To this — the approach of the eminently sensible citizen — two things must be said. The first is that this is neither a reasonable nor a sensible age. It is an age of whirlwinds, of political cataclysms; an apocalyptic age in which towns disappear at the touch of a switch and clouds of lethal gas rise in clouds of fantastic beauty thirty thousand feel above the suddenly dead; an age in which six million human beings have been asphyxiated in special camps because of their race and millions more live and die in forced labor for their political beliefs.
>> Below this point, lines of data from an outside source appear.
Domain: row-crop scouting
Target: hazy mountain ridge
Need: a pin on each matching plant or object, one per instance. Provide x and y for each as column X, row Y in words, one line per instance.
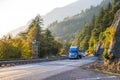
column 61, row 13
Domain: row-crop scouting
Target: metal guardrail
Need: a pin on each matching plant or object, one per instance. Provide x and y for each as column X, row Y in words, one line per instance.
column 19, row 62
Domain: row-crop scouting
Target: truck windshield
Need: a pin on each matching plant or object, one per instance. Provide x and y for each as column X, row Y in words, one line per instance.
column 73, row 51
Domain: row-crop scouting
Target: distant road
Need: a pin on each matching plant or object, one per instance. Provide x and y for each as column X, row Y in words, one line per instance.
column 43, row 70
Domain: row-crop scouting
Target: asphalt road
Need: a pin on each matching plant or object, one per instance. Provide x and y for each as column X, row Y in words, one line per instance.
column 54, row 70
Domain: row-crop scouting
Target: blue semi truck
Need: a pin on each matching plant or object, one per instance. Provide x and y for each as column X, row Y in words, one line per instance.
column 74, row 53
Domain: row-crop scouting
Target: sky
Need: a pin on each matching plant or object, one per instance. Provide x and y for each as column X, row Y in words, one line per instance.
column 16, row 13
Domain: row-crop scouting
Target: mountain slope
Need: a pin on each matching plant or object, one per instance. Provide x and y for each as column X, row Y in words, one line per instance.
column 69, row 10
column 66, row 29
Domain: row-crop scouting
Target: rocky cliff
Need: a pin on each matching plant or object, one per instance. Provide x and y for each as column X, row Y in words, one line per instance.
column 114, row 48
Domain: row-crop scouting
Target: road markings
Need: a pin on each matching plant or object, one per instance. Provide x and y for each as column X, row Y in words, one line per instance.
column 98, row 78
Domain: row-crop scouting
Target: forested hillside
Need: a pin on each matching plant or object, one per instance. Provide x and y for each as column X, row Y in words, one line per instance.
column 99, row 30
column 67, row 29
column 32, row 43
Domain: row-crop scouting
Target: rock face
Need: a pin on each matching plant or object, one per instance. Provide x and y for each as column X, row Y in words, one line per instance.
column 114, row 48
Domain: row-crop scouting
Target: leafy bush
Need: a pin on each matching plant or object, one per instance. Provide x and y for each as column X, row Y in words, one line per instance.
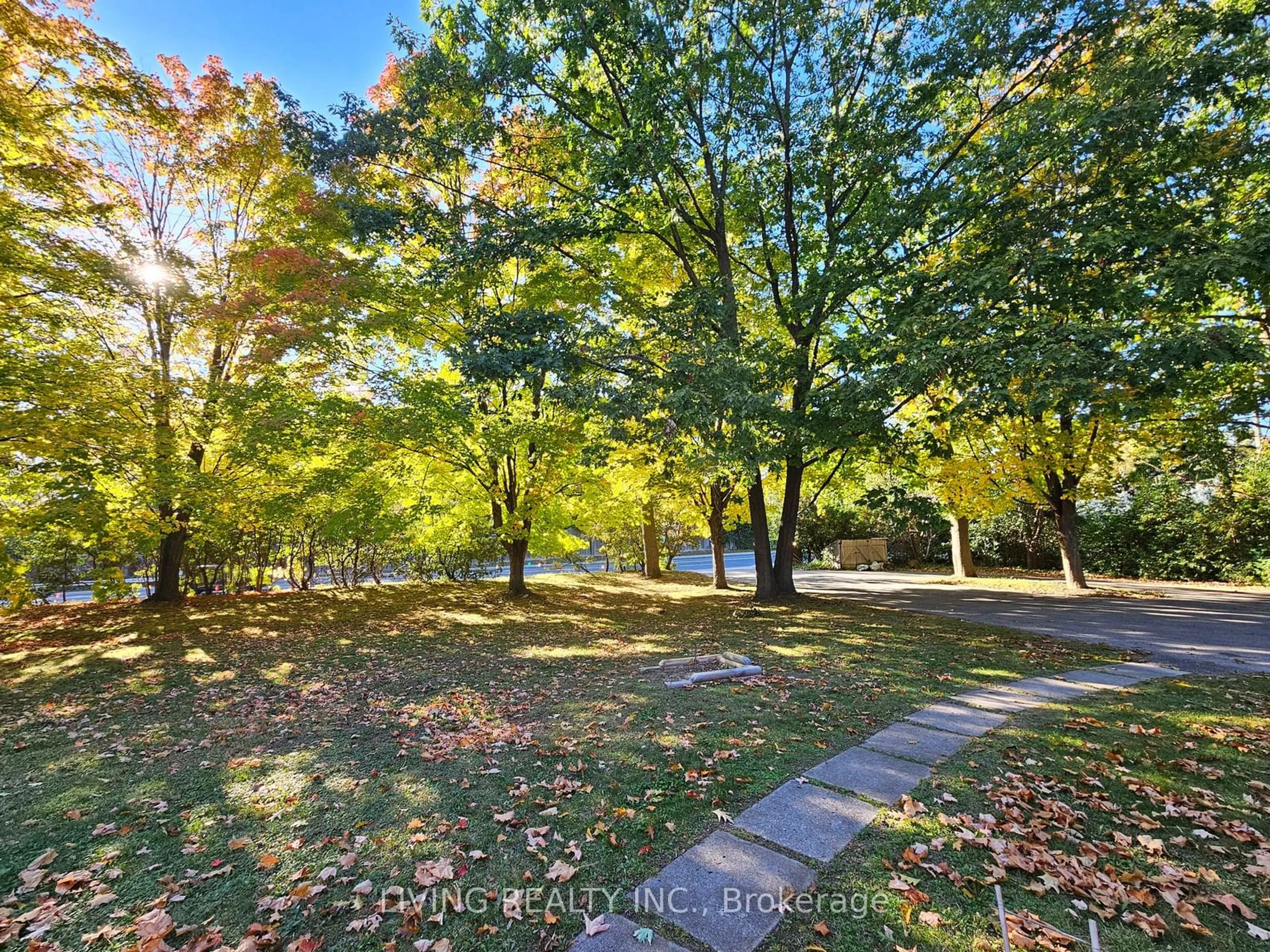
column 1164, row 526
column 1022, row 537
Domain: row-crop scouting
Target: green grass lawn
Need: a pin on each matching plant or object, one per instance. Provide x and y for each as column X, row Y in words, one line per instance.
column 266, row 767
column 1150, row 803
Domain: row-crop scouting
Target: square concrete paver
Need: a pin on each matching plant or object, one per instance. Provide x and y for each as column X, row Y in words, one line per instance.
column 1049, row 689
column 1141, row 671
column 808, row 819
column 620, row 937
column 870, row 775
column 1000, row 700
column 916, row 743
column 957, row 719
column 724, row 892
column 1100, row 680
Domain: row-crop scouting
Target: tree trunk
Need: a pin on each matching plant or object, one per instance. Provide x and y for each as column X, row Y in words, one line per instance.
column 1069, row 546
column 786, row 536
column 765, row 588
column 963, row 564
column 172, row 551
column 652, row 558
column 516, row 553
column 714, row 520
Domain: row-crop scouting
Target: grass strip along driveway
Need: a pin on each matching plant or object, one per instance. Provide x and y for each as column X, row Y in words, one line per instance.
column 1145, row 809
column 278, row 772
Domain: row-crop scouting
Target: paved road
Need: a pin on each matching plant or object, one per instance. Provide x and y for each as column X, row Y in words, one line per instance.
column 1205, row 630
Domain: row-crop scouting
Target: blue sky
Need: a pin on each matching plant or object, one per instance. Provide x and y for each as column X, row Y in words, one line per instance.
column 316, row 49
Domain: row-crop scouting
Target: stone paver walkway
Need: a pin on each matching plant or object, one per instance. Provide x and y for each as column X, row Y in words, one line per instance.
column 730, row 893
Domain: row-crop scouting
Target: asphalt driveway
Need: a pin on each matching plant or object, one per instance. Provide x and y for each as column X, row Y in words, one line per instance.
column 1205, row 630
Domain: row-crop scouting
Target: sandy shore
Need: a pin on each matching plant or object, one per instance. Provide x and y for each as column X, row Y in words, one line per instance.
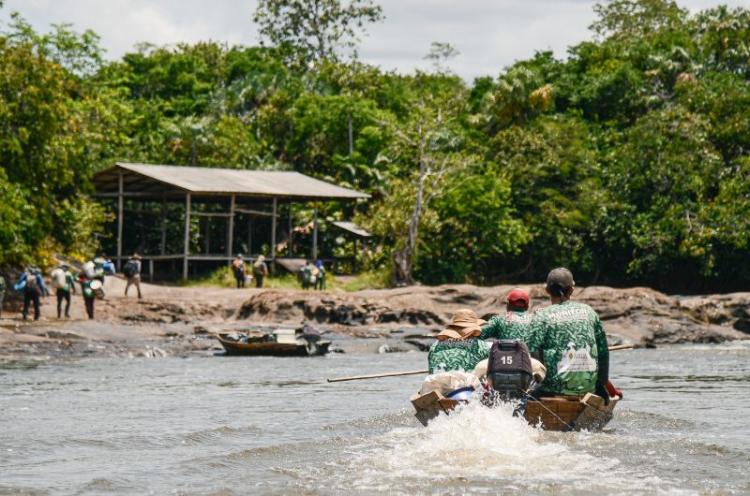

It is a terrifying, insane, and infinitely dangerous age in which survival cannot be purchased cheaply or national existence guaranteed by lazy or indifferent or old-fashioned methods.

In fact, the first test of an effective policy in such a world should be: “ Does it take the breath away?” And incidentally, the only recent Western policy which qualifies under this test —the giving away in free gifts in one year of some five billion dollars by one nation to other nations — is also the only one that has had any real effect on the world balance of power.

The second point is that nothing could have looked more utterly outrageous and improbable than Lenin’s statement in 1917: “We will now proceed to build the Socialist State,” when it is put against the background of that plan — Russia in ruins, millions of ignorant soldiers and peasants streaming to their homes, all the world against Bolshevism, the deepest human instincts — the instinct of property, of patriotism, of family life— to be overcome. Yet that state was built, nonetheless. Today, Communist leaders think, even if they do not say, “We will now proceed to build the Communist world,”and it can be declared with the utmost certainty that unless they meet a faith and a vision greater than their own, they will in the end succeed. The world is made and remade perpetually by the force of ideas and by the beliefs in the minds of men. The Western world must either believe in its own principles and its own destiny or succumb to the greater faith.